I expect him to smile. Usually praise of his cooking at least gets me a half smile. Nothing.
“He still here?”
“Yeah. Stashed him in my bedroom,” I say, peeling off the rubber gloves I donned to protect my candy cane manicure.
Mark’s eyes flick up to the ceiling.
“I’m kidding. He went home.”
Mark moves to the counter, pulling a piece of chicken out of the Tupperware I haven’t put in the fridge yet. “Chicken’s overcooked.”
“Aren’t you going to ask how it went?” I cross my arms.
He points at the leftovers. “If you served him that, I already know how it went.” I throw the dish towel at him, and this time he does smile. “Fine. How’d it go?”
“Not great,” I say, stepping back and hoisting myself up onto the counter. “He seems to be a bit, um, bitter about the way things ended between us.
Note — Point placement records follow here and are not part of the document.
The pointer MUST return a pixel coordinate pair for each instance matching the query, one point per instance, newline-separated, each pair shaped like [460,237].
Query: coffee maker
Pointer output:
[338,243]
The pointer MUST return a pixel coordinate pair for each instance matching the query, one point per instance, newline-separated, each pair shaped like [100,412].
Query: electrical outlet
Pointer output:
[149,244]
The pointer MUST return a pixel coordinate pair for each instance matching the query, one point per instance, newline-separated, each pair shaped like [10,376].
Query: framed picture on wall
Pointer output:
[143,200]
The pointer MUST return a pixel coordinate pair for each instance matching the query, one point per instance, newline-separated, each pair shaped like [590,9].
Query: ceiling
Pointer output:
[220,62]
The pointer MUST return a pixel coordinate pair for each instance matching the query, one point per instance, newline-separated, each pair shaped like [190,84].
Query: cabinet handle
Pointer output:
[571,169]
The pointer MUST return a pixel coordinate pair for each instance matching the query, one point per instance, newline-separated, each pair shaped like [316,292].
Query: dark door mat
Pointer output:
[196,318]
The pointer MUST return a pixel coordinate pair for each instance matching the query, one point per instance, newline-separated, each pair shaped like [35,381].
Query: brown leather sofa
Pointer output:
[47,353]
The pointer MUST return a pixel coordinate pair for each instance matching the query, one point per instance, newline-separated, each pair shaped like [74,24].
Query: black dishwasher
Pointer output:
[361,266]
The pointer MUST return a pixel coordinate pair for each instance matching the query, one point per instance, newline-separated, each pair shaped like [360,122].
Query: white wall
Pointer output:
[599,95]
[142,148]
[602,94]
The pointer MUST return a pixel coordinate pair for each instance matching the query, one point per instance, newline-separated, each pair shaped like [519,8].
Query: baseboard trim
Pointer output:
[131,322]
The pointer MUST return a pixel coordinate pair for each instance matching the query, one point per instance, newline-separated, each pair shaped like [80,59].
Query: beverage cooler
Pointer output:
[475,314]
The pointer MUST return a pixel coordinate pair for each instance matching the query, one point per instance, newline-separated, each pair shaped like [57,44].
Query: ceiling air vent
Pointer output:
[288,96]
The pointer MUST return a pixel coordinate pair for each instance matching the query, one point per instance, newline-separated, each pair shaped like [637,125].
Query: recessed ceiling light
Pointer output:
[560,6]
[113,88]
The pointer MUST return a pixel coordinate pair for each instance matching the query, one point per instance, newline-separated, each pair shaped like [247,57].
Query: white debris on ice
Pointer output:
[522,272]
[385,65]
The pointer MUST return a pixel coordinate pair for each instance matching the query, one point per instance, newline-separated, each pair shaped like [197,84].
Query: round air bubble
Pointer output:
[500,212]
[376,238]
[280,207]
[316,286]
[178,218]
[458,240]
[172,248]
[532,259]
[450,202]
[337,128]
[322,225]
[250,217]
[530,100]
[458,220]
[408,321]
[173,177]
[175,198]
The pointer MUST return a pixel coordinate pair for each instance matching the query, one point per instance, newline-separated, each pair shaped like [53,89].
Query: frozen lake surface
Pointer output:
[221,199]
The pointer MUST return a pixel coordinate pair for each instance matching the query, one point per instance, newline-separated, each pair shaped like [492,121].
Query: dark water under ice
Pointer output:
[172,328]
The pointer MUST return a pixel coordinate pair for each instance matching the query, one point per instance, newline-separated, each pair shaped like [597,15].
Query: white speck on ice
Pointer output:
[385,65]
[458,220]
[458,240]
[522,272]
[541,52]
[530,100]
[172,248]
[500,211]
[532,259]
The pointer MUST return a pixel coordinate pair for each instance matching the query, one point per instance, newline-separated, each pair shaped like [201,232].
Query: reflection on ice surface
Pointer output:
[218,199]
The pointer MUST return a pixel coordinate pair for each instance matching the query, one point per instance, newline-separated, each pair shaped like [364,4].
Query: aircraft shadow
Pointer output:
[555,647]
I hadn’t seen that coming.”
“Really? You thought he’d be happy that you dumped him?”
“Well, no. Honestly, I didn’t think I dumped him. He was ten years older, you know? He was thirty-four and ready to settle down, I was twenty-four and still learning that shots on a Tuesday night are a bad decision. I thought I was doing him a favor when I suggested we weren’t super-compatible.”
“I take it he didn’t feel the same?”
“Well, let’s just say when he accepted my lunch invitation so readily, I thought it was because he might want to reconcile. Turns out, it was more to tell me all the ways his life has been better with me out of it.”
“Ah.”
“Yeah,” I say with a sigh. “He was a very wounded bear, or whatever.”
“Not gonna ask what that means.” Mark walks toward the living room, pokes his head in. “No tree topper.”
“Still working on it.” I hop down from the counter and put the lid on the leftovers, even though I know I probably won’t eat them. Mark’s right, the chicken wasn’t great, and the rest of the salad’s even worse.